With no apologies to Adam Sandler's Hanukkah Song, Sam Freedman had a nice column last Saturday on the perennial tribal question of whether Willy Loman, the title figure in Arthur Miller's Death of a Salesman (now in revival on Broadway), is Jewish. Willy is portrayed without religious or ethnic markers, and Miller early on insisted he was just an American everyman.
But as some critics have insisted since the play's opening in 1949, there seems to be something Jewish about this sad victim of the American Capitalist Dream, and toward the end of his life, Miller describe the Lomans as "Jews light-years away from religion or a community that might have fostered Jewish identity." They were thus left "on the sidewalk side of the glass looking in at the clean well-lighted place."
But failure to satisfy the bitch goddess was only one of assimilation's discontents in mid-twentieth-century Jewish literature. In 1952, Modern Library brought out an edition of What Makes Sammy Run, Budd Schulberg's 1941 bestseller about an unsavory Jewish immigrant son named Sammy Glick, who claws his way from the Lower East Side to the top of the movie industry. In a freshly written introduction, Schulberg answered the novel's titular question.
What made Sammy run? "In throwing over the ways of his father without learning any sense of obligation to the Judeo-Christian-democratic pattern, he had nothing except naked self-interest to guide himself."

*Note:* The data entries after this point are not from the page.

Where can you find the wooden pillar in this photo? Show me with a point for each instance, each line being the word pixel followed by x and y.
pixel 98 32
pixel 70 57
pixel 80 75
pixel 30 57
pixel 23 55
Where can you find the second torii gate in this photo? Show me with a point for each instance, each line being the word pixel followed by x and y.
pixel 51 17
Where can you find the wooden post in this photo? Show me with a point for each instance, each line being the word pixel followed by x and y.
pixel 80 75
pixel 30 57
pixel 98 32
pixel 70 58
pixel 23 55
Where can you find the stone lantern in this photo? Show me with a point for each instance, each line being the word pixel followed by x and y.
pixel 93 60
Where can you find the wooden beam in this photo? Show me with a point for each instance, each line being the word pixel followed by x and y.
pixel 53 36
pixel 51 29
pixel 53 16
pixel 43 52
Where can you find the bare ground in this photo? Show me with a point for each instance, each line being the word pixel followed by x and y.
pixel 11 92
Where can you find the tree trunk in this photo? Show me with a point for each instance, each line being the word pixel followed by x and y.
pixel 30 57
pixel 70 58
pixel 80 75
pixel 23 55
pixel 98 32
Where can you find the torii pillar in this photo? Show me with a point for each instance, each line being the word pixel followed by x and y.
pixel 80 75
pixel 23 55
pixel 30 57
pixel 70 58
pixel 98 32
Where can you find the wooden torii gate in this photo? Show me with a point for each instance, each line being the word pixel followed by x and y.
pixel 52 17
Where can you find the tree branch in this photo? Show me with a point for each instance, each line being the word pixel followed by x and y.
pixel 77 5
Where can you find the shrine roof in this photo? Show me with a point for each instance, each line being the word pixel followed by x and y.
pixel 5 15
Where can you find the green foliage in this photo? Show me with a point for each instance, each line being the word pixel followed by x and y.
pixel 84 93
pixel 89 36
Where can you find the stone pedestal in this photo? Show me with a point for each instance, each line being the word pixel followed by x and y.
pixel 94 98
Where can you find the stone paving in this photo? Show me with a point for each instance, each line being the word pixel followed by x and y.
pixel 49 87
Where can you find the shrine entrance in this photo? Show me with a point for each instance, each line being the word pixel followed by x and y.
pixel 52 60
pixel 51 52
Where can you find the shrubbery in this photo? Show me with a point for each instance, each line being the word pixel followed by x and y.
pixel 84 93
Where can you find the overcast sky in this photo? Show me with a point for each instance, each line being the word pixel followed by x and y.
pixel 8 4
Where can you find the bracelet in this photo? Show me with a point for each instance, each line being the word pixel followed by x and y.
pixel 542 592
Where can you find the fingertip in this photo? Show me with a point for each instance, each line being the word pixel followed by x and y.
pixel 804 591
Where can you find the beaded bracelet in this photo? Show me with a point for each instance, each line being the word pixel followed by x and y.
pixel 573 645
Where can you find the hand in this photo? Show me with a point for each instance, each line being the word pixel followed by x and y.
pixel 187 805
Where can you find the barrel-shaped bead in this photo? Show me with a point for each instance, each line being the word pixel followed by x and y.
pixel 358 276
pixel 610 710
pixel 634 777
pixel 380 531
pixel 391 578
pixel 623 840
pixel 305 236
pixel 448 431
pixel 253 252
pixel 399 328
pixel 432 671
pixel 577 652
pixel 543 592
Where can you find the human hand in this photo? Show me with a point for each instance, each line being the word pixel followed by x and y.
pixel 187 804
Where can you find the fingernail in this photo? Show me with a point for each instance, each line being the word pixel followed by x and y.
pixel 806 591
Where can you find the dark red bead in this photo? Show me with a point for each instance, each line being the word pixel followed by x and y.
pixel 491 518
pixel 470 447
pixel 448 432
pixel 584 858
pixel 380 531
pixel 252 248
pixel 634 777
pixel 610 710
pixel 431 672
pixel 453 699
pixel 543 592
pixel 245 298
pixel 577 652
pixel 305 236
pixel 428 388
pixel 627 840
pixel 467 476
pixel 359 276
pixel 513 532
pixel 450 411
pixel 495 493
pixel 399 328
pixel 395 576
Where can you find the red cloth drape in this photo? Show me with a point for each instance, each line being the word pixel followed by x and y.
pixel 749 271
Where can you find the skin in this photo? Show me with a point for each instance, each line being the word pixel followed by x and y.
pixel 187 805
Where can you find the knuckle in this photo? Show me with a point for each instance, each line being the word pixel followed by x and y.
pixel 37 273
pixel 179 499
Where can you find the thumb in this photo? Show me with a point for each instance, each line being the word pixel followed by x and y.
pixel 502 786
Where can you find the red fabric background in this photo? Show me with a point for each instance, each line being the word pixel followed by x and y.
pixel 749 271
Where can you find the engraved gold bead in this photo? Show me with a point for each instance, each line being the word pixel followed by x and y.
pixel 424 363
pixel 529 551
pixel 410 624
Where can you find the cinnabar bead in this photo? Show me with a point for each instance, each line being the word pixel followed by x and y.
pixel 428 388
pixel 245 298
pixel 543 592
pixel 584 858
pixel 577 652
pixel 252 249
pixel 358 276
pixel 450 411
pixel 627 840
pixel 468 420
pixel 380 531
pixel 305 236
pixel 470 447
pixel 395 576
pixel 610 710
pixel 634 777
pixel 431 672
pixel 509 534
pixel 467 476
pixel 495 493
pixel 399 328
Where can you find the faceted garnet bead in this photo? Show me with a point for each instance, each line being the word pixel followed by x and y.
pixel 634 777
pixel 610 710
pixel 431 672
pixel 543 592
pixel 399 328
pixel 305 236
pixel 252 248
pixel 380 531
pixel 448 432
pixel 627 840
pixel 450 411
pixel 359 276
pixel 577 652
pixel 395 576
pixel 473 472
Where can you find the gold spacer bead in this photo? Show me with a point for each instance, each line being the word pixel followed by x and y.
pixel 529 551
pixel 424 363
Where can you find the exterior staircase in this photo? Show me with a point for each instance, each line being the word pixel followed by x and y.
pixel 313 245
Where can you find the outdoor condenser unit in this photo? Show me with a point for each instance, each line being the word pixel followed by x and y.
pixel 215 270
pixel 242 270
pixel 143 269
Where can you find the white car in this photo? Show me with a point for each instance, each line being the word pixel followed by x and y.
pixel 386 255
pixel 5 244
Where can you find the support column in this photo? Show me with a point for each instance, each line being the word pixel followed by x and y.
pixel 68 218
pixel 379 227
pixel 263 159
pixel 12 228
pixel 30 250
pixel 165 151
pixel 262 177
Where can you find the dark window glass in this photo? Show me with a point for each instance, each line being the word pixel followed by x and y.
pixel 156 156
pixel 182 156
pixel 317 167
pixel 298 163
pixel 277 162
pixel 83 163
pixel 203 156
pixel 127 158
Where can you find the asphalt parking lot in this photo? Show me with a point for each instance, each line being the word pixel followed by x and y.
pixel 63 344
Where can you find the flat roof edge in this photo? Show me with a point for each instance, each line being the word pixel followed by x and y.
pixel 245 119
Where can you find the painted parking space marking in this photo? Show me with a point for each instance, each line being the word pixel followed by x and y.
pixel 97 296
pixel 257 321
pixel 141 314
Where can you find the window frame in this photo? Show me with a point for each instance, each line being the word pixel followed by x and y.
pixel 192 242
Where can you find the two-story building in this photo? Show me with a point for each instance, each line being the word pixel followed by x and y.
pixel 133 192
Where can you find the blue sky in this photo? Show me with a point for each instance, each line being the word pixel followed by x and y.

These days, of course, those who appeal to Judeo-Christian values tend to be apologists for American capitalism. Take, for example, Rabbi Aryeh Spero, the conservative commentator whose Caucus for America is "dedicated to the preservation and promotion of the historic American civilization." Earlier this year, Spero wrote in the Wall Street Journal:
More than any other nation, the United States was founded on broad themes of morality rooted in a specific religious perspective. We call this the Judeo-Christian ethos, and within it resides a ringing endorsement of capitalism as a moral endeavor.
Reading that, Sammy Glick would have laughed. Willy Loman would have cried.